2. In terms of the official labour force, the unemployment rate had risen to 9 per cent (from 6.7 per cent a year ago).
3. The unemployment rate for females was 8.8 per cent and for males 9.2 per cent.
4. The unemployment rate for foreign-born workers in Sweden in June was 21.2 per cent and 5.5 per cent for domestic-born workers.
I analysed the latest Australian labour force data in this blog post – Australia labour market – one step forward up a gigantic mountain (July 16, 2020).
That data shows a very challenging situation for workers and I don’t want to understate that.
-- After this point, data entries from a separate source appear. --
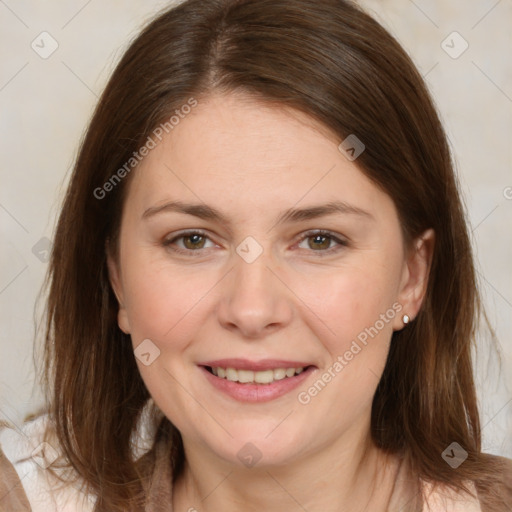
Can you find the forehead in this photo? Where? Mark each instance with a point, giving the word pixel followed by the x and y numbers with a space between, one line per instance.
pixel 233 151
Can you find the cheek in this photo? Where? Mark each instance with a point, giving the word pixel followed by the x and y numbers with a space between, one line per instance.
pixel 351 301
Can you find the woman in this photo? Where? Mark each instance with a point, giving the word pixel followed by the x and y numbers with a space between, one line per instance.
pixel 262 293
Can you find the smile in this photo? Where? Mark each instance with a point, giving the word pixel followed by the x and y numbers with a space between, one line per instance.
pixel 262 381
pixel 258 377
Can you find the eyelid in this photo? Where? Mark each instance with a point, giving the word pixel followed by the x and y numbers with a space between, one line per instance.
pixel 337 238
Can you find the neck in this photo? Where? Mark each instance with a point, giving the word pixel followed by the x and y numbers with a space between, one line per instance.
pixel 348 477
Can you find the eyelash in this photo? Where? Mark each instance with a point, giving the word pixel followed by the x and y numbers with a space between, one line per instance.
pixel 308 234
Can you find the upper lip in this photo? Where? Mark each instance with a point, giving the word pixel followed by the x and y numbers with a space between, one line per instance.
pixel 263 364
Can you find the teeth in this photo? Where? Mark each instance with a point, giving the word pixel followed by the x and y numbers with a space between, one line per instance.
pixel 261 377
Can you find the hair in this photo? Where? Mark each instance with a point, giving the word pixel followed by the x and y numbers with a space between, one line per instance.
pixel 335 63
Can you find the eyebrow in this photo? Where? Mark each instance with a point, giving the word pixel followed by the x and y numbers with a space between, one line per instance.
pixel 206 212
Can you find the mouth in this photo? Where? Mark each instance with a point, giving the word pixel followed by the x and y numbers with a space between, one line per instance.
pixel 262 381
pixel 255 377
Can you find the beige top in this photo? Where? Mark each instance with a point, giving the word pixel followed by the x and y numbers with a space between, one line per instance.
pixel 26 486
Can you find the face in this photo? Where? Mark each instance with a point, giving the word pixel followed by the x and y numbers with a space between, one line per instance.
pixel 298 307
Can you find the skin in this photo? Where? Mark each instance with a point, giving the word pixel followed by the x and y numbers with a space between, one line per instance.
pixel 251 162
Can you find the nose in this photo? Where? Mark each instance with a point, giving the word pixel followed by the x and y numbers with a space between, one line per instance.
pixel 255 300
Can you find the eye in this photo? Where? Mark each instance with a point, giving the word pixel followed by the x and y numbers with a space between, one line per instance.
pixel 320 241
pixel 192 242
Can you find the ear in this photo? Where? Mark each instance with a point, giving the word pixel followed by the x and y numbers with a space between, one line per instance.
pixel 415 274
pixel 114 274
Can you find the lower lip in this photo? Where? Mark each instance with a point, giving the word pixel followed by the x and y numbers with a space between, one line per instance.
pixel 257 392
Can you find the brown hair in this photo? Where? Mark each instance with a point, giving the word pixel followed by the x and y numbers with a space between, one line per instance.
pixel 330 60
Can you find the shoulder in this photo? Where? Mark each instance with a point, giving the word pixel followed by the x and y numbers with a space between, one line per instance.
pixel 495 496
pixel 28 480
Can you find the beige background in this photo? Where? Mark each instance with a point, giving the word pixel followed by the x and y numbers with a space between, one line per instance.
pixel 46 103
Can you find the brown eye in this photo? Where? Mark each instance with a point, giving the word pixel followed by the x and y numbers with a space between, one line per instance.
pixel 320 242
pixel 187 242
pixel 194 241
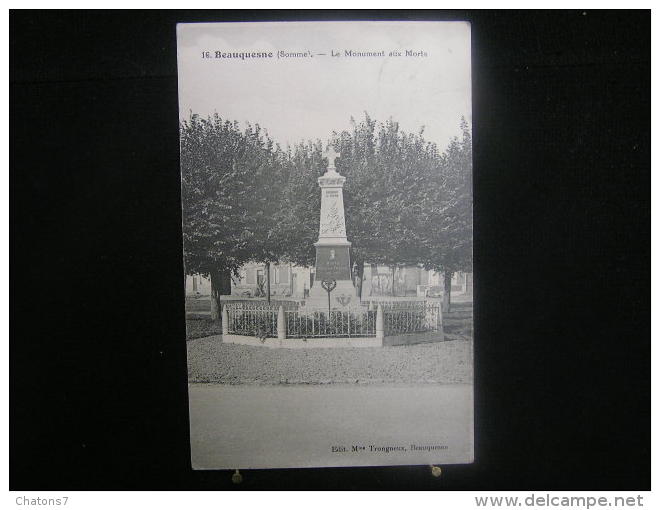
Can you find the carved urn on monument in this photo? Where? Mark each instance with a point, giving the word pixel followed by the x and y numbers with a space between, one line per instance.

But compared to the deterioration in the Swedish labour market, it would be hard to say that the Australian labour market is in worse shape.
They are both in terrible shape.
So what is the return Gigi Foster thinks has accrued to Sweden as a result of its more ‘desirable’ approach to the pandemic?
It certainly isn’t coming in the labour market.
The real GDP forecasts for Sweden are also not flattering.
The latest forecasts from the Ministry of Finance, the central bank (Riksbank), various Swedis banks and the NIER are presented in this graphic (taken from this – IMF assessment).
The latest forecasts for Australia – Economic and Fiscal Update July 2020 – show that:
Real GDP is forecast to fall by 33⁄4 per cent in calendar year 2020, the largest fall on official record, and fall by 21⁄2 per cent in 2020-21
That is a smaller projected fall than the range of forecasts for Sweden.
I wouldn’t quibble over a few percentage points – given the inaccuracy of these exercises – but there doesn’t seem to be any output payoff for Sweden.
Those seeking to defend Sweden’s track record deploy the ‘herd immunity’ argument and claim that Sweden will ‘recover’ more quickly as a result.
But even the IMF is cautioning against this sort of optimism:
Any final verdict will also depend on whether, as a by-product of its approach, Sweden is closer to achieving herd immunity, thereby increasing its resilience in the event of another wave of infection. Medical knowledge about Covid-19 is still accumulating, and recent tests indicate that immunity gains have been lower than initially projected.
This is the point about evidence.
Gigi Foster doesn’t know much about this disease. Even the medical experts are in the dark about many of the characteristics, especially the immunity issue and the long-lasting disabilities that ‘recovered’ patients may have to endure.
There is growing evidence that the impact on young people who acquire the disease is quite debilitating and may cause permanent brain damage.
And all the rest of the uncertainties.
I also thought it was interesting that even for economists who work within the standard framework, the lockdowns get the support.
Some US academics have published an article – The Benefits and Costs of Using Social Distancing to Flatten the Curve for COVID-19 (April 14, 2020) – in the Journal of Benefit-Cost Analysis, which examined the “net benefits of social distancing to slow the spread of COVID-19 in the United States”.
They found that:
1. “Social distancing saves lives but imposes large costs on society due to reduced economic activity”.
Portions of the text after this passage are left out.